Porém, estas duas situações tiveram origens diferentes. No caso de Manuel, o problema foi identificado ao fim de umas horas no hospital e depois de um exame de eco-Doppler. Tinha um estrangulamento na carótida, decorrente de uma radioterapia feita a tumor num gânglio do pescoço, que o tinha assombrado 11 anos antes. “Na altura, o tumor implicou que eu tivesse de fazer cirurgia para o remover e de seguida radioterapia.” Terá sido a radioterapia a responsável pelo dano na artéria carótida, a nível do pescoço, uma das principais artérias que leva sangue para o cérebro. Descobriu que a sua carótida já estava 85% obstruída. Logo após o exame, foi acionada orientação multidisciplinar, mas a cicatriz da cirurgia antiga impedia nova cirurgia no local. Manuel Dias foi tratado com colocação de um stent (tubo expansível) na carótida, por cateterismo intra-arterial, e hoje está ótimo, não repetiu episódios. “Impecável”, garante.

Maria de Fátima, também ficou a saber que 80% da sua artéria carótida estava entupida, mas com uma placa de gordura, sangue coagulado e outras substâncias (aterosclerótica). A cirurgia foi aqui a melhor opção. “É uma operação que fazem com o paciente acordado, assim os médicos percebem logo se algo acontecer ao paciente.” A intervenção correu bem. “Só me impressionou o naco horrível de gordura que me retiraram da artéria.” Hoje, sente-se novamente a Maria de Fátima de outros tempos. “E nunca mais voltei a ter aqueles episódios.”
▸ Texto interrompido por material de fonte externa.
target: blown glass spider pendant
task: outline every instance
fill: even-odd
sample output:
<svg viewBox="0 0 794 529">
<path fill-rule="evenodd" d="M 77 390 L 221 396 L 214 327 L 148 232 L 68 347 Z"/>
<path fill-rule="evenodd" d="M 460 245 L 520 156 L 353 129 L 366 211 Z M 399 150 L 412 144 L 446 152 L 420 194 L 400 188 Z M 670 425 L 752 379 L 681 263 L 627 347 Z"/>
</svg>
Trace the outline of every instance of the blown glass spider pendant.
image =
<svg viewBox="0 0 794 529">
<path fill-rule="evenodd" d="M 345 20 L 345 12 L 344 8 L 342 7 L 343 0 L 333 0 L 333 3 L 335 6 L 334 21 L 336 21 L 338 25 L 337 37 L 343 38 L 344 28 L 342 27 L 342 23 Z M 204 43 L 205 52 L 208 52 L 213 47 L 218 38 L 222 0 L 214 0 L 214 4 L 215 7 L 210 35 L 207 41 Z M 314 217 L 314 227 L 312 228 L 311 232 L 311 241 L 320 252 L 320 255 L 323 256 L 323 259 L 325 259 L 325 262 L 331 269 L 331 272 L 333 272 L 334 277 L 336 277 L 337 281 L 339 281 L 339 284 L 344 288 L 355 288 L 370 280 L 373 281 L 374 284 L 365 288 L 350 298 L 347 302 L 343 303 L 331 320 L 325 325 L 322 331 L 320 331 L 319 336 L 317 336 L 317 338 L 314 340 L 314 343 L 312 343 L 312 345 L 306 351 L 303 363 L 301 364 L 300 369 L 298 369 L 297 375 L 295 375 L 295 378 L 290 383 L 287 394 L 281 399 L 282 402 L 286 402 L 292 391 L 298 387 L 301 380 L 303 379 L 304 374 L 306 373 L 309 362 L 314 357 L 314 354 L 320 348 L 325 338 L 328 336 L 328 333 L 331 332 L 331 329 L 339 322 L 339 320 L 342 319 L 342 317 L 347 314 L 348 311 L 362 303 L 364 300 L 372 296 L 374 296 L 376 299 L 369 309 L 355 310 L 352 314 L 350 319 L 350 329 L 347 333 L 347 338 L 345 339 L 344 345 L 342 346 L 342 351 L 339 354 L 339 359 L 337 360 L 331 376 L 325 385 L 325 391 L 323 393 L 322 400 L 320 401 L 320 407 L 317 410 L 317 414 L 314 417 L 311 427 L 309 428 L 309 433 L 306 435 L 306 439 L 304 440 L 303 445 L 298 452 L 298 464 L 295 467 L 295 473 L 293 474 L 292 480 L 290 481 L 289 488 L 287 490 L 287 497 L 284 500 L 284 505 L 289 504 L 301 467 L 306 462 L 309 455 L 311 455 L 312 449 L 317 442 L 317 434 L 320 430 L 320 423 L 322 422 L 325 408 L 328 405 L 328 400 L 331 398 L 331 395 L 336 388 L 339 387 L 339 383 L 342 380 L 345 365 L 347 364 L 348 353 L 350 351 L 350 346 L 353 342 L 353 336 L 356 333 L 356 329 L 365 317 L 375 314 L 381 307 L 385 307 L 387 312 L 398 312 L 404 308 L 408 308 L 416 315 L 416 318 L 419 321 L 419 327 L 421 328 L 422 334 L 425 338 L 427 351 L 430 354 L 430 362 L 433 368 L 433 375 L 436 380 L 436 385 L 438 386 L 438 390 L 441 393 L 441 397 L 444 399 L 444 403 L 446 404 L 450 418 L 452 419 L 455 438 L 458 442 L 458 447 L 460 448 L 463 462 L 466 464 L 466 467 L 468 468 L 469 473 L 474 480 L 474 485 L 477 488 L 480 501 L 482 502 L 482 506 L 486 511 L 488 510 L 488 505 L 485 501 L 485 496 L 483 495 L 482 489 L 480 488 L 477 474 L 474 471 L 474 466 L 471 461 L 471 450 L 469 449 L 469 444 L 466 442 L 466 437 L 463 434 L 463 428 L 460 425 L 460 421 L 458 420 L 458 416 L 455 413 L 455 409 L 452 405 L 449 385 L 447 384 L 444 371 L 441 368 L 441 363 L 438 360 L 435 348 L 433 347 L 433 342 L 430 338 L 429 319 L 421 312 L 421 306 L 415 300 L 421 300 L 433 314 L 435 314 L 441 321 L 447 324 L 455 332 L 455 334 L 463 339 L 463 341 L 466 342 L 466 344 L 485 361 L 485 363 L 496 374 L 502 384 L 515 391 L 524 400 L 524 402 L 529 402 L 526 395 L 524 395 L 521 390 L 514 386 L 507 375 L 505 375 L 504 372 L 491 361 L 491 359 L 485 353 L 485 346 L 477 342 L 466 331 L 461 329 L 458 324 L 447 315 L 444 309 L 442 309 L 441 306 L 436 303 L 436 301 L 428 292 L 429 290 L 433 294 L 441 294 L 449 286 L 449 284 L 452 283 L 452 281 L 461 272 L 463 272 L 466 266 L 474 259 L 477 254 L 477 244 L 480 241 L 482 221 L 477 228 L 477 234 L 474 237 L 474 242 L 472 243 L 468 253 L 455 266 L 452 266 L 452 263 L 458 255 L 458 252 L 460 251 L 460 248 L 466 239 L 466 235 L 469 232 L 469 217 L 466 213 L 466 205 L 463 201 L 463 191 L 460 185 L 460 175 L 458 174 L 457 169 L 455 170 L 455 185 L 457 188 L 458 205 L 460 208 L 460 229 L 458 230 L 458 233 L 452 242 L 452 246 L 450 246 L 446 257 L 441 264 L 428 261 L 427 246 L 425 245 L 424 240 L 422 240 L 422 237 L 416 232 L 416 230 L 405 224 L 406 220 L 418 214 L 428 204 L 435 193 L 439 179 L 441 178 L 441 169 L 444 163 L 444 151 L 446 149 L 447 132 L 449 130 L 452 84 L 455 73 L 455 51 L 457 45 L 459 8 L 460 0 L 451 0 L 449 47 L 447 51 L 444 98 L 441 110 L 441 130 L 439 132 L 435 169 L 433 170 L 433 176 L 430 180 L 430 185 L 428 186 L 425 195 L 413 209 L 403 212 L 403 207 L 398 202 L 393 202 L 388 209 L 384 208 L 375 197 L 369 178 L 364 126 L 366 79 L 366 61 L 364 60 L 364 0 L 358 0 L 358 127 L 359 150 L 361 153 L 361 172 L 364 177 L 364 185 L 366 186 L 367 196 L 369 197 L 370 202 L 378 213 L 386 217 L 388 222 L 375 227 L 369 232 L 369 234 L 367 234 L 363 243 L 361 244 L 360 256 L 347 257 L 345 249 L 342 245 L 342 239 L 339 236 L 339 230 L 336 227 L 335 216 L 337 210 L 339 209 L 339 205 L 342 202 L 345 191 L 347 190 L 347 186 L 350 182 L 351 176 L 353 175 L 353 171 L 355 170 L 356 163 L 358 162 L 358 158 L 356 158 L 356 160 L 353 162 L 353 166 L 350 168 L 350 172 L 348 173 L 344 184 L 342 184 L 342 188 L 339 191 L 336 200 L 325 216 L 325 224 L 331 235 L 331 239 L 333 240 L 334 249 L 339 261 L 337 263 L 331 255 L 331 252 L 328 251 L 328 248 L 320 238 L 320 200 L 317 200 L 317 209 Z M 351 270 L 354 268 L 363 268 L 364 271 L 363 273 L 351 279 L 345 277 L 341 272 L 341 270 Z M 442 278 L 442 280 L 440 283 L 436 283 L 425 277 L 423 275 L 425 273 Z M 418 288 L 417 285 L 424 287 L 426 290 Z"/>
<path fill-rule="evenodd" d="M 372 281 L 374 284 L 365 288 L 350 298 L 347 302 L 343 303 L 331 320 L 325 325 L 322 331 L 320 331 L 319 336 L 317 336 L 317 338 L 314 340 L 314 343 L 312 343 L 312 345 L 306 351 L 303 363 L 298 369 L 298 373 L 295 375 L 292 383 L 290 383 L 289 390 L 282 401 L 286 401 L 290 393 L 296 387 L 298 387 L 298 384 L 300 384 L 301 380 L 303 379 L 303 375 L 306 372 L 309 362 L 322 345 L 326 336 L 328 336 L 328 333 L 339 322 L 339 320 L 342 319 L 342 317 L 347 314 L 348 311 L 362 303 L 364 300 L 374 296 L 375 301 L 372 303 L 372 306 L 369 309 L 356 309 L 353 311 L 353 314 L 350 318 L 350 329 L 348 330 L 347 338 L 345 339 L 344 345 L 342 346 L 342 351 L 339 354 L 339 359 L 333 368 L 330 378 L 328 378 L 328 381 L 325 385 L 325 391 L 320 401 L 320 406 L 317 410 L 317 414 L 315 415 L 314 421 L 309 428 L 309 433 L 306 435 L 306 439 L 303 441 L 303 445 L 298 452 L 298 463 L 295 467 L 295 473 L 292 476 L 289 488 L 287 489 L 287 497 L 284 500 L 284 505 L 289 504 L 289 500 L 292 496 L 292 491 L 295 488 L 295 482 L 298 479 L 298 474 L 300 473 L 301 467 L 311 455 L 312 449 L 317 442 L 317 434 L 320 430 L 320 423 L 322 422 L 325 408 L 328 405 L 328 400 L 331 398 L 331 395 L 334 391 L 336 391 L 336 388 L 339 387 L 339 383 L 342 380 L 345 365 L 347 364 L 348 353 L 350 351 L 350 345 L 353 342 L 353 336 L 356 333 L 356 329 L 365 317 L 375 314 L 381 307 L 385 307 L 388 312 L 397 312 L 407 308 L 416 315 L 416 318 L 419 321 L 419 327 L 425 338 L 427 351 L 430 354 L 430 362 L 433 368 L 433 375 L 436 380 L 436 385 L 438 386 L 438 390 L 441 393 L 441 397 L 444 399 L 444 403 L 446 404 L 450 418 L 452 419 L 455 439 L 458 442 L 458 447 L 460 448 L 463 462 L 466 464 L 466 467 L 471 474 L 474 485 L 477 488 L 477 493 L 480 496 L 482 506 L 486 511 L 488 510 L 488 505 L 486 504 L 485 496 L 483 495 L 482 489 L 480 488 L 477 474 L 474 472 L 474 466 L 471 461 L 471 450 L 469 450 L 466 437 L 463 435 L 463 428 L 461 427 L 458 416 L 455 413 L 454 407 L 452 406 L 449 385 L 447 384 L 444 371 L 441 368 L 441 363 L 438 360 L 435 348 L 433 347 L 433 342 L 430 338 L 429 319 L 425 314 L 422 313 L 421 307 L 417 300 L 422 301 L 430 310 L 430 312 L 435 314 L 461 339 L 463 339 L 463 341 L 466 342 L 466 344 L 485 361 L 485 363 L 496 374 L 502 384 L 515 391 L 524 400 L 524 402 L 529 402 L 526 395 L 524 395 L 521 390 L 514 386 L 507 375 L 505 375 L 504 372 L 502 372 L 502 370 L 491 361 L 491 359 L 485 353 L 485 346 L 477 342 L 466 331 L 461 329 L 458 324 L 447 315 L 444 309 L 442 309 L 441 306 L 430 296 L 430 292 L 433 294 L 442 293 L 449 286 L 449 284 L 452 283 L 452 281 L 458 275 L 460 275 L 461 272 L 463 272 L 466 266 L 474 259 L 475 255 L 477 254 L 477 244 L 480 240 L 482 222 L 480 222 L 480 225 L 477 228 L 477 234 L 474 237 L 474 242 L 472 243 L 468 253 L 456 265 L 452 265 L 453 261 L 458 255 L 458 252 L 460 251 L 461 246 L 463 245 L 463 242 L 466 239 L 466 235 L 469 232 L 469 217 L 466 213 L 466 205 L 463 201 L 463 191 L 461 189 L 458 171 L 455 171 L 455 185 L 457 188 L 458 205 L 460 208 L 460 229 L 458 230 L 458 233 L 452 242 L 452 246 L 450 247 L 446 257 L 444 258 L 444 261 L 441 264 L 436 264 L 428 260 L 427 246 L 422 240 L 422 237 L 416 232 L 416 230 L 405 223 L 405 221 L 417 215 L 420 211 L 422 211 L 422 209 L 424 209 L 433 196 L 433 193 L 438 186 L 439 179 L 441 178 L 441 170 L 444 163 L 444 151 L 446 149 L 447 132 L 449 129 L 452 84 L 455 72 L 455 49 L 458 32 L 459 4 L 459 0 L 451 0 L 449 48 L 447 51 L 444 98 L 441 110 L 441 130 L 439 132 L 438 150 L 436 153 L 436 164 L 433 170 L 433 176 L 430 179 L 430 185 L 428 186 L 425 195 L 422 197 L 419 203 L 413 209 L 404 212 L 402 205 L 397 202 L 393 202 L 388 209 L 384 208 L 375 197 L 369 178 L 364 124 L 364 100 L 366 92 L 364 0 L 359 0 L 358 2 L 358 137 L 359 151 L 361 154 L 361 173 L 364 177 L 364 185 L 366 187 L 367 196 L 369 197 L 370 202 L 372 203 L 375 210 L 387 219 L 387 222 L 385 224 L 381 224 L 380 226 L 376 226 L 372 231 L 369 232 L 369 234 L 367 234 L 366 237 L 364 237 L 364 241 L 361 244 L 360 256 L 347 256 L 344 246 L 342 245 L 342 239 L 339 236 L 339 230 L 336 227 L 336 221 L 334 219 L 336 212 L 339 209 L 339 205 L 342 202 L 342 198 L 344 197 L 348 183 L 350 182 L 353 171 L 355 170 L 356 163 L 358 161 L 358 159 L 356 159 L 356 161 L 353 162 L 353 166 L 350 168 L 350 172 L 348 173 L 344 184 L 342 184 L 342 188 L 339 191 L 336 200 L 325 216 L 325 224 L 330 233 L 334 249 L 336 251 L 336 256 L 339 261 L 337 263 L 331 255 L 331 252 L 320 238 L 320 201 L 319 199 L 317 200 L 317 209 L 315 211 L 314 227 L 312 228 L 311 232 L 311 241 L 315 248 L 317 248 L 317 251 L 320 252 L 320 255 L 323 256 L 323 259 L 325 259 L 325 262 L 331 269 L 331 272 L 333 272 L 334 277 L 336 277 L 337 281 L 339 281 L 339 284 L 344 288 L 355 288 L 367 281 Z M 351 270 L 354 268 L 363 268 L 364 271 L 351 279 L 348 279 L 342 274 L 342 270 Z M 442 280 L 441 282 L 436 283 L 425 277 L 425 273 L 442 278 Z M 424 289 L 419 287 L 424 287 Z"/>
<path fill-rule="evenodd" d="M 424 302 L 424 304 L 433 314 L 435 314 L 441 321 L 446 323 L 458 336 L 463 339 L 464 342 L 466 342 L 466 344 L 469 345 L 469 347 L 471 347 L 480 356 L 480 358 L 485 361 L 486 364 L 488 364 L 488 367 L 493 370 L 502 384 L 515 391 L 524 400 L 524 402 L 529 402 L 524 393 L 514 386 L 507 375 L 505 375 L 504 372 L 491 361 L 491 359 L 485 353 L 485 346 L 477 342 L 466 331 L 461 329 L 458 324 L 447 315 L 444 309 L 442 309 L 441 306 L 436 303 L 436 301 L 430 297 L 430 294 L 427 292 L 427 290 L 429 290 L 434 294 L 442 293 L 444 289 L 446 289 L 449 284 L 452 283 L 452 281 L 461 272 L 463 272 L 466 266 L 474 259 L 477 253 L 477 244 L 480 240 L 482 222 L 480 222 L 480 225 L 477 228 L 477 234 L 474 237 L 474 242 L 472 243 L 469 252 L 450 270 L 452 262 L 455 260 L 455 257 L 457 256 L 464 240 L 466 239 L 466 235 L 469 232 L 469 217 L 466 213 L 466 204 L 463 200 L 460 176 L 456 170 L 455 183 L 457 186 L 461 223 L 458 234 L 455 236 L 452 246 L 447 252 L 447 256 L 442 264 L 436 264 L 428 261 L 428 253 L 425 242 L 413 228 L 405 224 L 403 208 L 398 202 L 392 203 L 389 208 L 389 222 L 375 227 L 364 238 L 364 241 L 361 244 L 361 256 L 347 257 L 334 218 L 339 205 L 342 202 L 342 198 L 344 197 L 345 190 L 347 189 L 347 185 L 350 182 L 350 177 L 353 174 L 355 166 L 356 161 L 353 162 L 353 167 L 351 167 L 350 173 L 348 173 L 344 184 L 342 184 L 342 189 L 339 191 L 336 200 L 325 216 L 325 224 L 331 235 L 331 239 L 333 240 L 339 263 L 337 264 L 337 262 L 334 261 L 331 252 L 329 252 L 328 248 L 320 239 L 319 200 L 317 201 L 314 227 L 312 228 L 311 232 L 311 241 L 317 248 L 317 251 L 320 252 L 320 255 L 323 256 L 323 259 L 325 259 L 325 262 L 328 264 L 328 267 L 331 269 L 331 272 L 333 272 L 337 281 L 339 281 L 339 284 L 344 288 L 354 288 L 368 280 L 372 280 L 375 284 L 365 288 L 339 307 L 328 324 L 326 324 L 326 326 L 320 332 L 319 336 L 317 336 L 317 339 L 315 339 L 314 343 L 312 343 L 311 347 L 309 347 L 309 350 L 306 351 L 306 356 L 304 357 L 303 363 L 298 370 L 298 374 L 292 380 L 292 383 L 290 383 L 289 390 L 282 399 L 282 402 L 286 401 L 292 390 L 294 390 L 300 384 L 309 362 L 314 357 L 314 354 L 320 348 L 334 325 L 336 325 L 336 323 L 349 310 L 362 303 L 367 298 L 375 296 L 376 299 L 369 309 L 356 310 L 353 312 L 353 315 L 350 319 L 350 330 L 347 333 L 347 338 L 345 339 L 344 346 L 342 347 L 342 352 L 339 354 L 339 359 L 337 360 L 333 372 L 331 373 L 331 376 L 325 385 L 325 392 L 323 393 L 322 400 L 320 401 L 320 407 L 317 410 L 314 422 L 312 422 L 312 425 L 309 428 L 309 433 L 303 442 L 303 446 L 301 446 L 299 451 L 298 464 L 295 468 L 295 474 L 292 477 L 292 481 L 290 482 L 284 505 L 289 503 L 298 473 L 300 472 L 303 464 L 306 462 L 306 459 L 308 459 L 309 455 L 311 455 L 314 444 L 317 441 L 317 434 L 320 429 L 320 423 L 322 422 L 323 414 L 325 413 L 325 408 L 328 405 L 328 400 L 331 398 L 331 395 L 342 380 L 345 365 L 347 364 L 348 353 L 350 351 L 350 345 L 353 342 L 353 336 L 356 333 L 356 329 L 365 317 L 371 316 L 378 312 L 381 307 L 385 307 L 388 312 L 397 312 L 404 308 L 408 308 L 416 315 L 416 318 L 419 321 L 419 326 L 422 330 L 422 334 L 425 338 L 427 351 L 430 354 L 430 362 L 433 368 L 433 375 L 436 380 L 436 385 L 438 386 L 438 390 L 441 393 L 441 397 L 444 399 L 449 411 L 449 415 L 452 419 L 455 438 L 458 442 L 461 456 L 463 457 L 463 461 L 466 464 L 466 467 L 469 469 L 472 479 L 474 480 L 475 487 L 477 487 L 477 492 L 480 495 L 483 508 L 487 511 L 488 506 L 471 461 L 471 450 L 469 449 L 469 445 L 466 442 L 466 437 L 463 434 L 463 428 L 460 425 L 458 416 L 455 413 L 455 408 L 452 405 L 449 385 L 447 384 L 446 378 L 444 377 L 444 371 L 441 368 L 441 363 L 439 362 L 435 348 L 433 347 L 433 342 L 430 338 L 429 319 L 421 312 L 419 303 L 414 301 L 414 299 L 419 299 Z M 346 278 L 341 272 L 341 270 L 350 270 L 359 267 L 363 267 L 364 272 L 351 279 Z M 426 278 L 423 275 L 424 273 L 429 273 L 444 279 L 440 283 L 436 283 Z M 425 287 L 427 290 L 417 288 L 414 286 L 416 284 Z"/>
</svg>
Os AVC são bastante conhecidos por serem a principal causa de morte e incapacidade permanente em Portugal. Os AIT, não tão conhecidos e, como aqui vimos, muitas vezes desvalorizados, podem ser o primeiro sinal de um AVC com consequências devastadoras. Ora, apesar de a pessoa sentir uma deficiência súbita – deixar de ver de um olho, deixar de conseguir falar, ficar com a cara paralisada de um lado (boca ao lado), perder a força num braço, numa perna, ou mesmo em toda uma metade do corpo -, como no caso do AIT recupera sem qualquer tratamento, tem tendência a achar que não aconteceu nada de importante, que foi obra do acaso, e não se preocupa. “Erradamente!”, exclama Elsa Azevedo, diretora do Serviço de Neurologia do Centro Hospitalar Universitário de São João e colaboradora do Hospital CUF Porto. “O que é certo é que o problema que originou o trombo que tapou a artéria, que no caso do AIT até se desfez sem tratamento, pode, da vez seguinte, provocar um entupimento que não reabra sozinho, e a pessoa ficar deficiente para sempre. Há que estudar o que se passa na circulação, no trajeto do coração ao cérebro, e corrigir o problema de base”, aconselha a médica. “Nos casos descritos, o sangue ao passar ia arrancando pequenos fragmentos da placa que obstruía a carótida, e que iam tapar um ramo mais acima, a nível cerebral; felizmente nestes casos esses fragmentos desfizeram-se e os doentes recuperaram espontaneamente, permitindo que se tratasse a carótida para prevenir eventos mais graves no futuro.” Elsa Azevedo é clara: “Se deixou de ver por momentos, se de repente deixou de falar, se perdeu a força, mesmo que recupere em pouco tempo, deve procurar rapidamente ajuda médica”.

A neurologista avisa ainda que é preciso estar atento para não chegar a ter nenhum destes episódios. “Para tratar bem da nossa circulação sanguínea (nenhum órgão do nosso corpo funciona bem sem que lá chegue sangue suficiente!), e evitar a formação de placas ateroscleróticas, as pessoas devem controlar as suas tensões, que devem estar abaixo dos 140-90, devem deixar de fumar, devem fazer análises de rotina para detetar e tratar colesterol alto ou diabetes, devem ter uma alimentação saudável, não comer exageradamente, e incluir sempre legumes e frutas em quantidade adequadas, evitando gorduras, açúcares, e excesso de sal”, defende. A isto, deve juntar-se exercício físico adequado a cada um. Quem já tiver algum destes problemas – hipertensão arterial, tabagismo, colesterol alto, diabetes – deve redobrar a atenção e pode ser necessário estudar as artérias. Por fim, remata Elsa Azevedo, mesmo quem não tem as patologias acima referidas, deve procurar ajuda caso perceba algo de anormal. “Não devemos adiar; mesmo neste contexto de pandemia, as pessoas não devem ter receio da ida ao hospital no caso de sentirem algum sinal de alarme como os referidos, mesmo que transitório, pois, nestes casos, adiar pode trazer consequências graves para a saúde.”